Deputy Finance Minister Thodoros Skylakakis told ANT1 TV on Thursday that the government will undertake 33% of the rental takings property owners have missed out on since the start of the lockdown in March, so that they do not feel unprotected. “We will calculate the money lost from every property rent and we will return a third of it,” he stated.
The regulation to that effect will be tabled in Parliament within the next few days, and will provide for the reduction of the tax dues from the affected landlords in the year’s second half equal to a third of their lost revenues from commercial or residential properties, as Minister Christos Staikouras has said. There will be no restrictions on the kind of tax obligations to be offset that way.

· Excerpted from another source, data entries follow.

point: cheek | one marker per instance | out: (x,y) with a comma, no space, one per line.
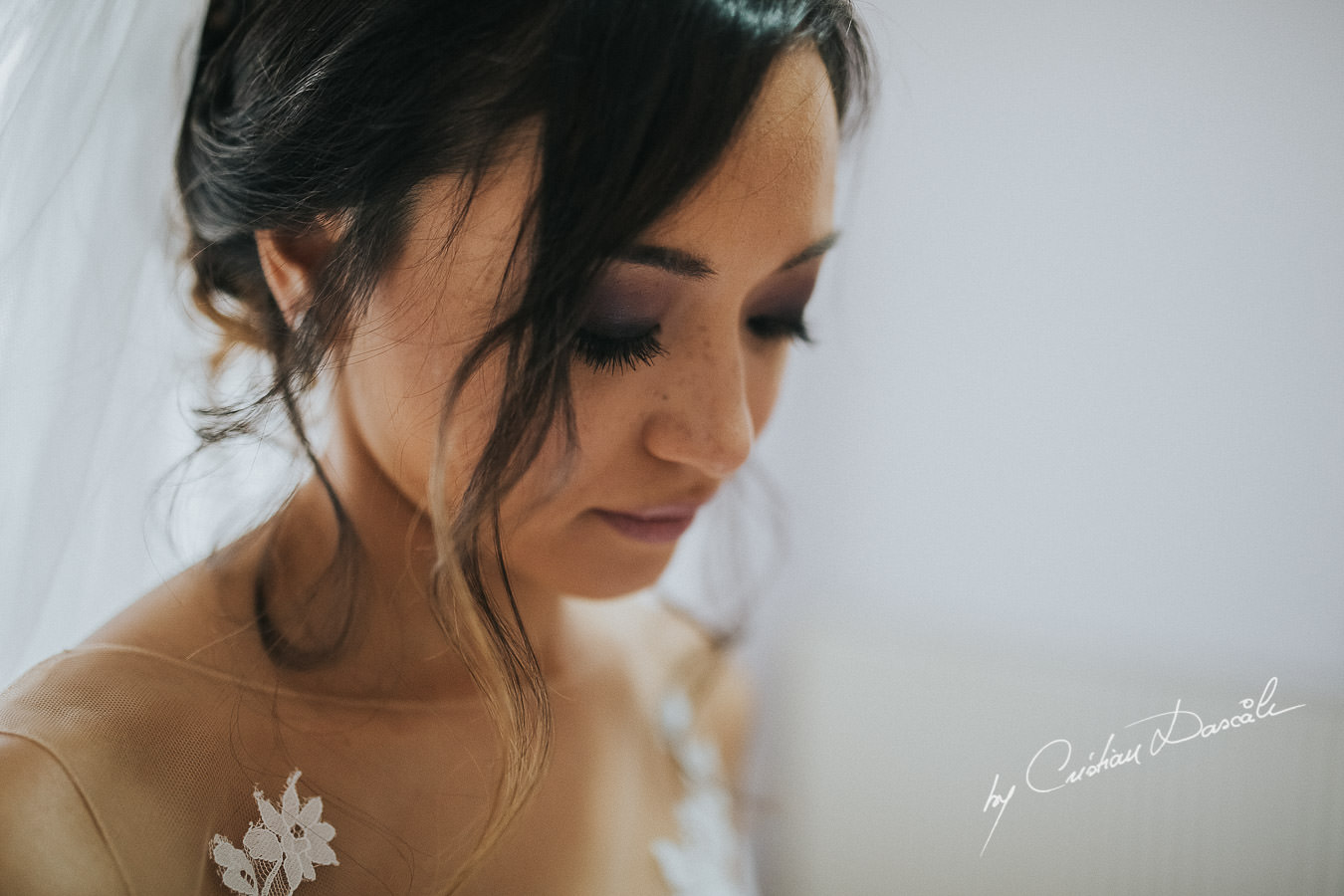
(765,376)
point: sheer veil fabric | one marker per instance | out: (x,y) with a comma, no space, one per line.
(99,369)
(93,338)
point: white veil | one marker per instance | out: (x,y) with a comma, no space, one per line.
(95,342)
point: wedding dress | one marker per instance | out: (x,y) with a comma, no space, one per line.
(176,778)
(156,774)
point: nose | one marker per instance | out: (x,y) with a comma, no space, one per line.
(702,414)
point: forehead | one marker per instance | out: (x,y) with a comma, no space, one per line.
(777,177)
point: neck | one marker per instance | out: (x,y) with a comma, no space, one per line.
(394,646)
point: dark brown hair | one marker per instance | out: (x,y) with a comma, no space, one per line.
(316,111)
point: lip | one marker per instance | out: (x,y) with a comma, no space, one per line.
(652,526)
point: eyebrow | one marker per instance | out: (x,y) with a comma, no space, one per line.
(683,264)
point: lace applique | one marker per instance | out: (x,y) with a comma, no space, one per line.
(705,862)
(280,852)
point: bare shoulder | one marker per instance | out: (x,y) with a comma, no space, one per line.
(50,842)
(684,656)
(202,612)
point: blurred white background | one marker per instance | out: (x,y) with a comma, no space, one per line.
(1068,448)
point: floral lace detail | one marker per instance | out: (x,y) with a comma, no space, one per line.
(705,862)
(280,852)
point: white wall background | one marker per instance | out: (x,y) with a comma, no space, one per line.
(1077,399)
(1078,402)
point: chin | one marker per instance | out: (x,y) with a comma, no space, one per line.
(606,577)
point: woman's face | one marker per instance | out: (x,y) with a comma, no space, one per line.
(676,371)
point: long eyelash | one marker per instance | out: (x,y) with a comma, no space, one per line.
(617,353)
(780,328)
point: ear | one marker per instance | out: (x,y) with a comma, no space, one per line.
(291,264)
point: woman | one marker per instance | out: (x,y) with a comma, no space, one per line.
(544,262)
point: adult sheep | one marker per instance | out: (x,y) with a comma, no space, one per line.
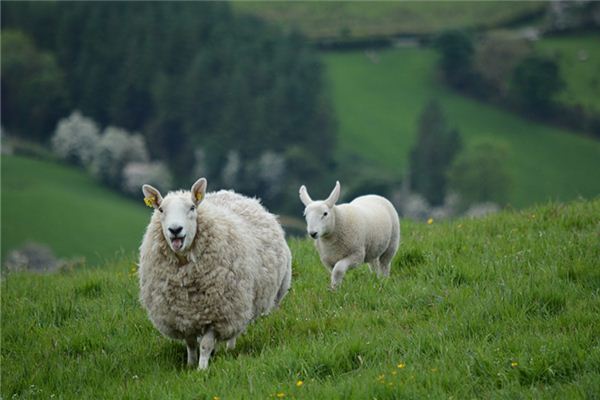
(209,265)
(364,230)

The total burden the state will shoulder as a result of the measure is an estimated 70 million euros, which means that landlords are expected to miss out on more than €200 million in rental revenues. Sources say priority will be given to income tax dues as of July, and if a further amount of losses needs to be offset it will then be covered by the Single Property Tax (ENFIA) and other taxes.
Property owners will have to submit a declaration of losses so that the Independent Authority for Public Revenue can proceed immediately with offsetting the tax dues of each landlord.
There has been an angry reaction from the Panhellenic Federation of Property Owners (POMIDA) to that news, as it has accused the government of mocking landlords even though it was supposed to restore their rights when it came to power.
“Instead of introducing a rent subsidy where it is really needed, owners are seeing the extension of the same ‘openhandedness’ at their expense, with no end in sight, and without any substantial offsetting measures for them, as they are treated as scapegoats or second-class citizens,” read the POMIDA statement released on Thursday.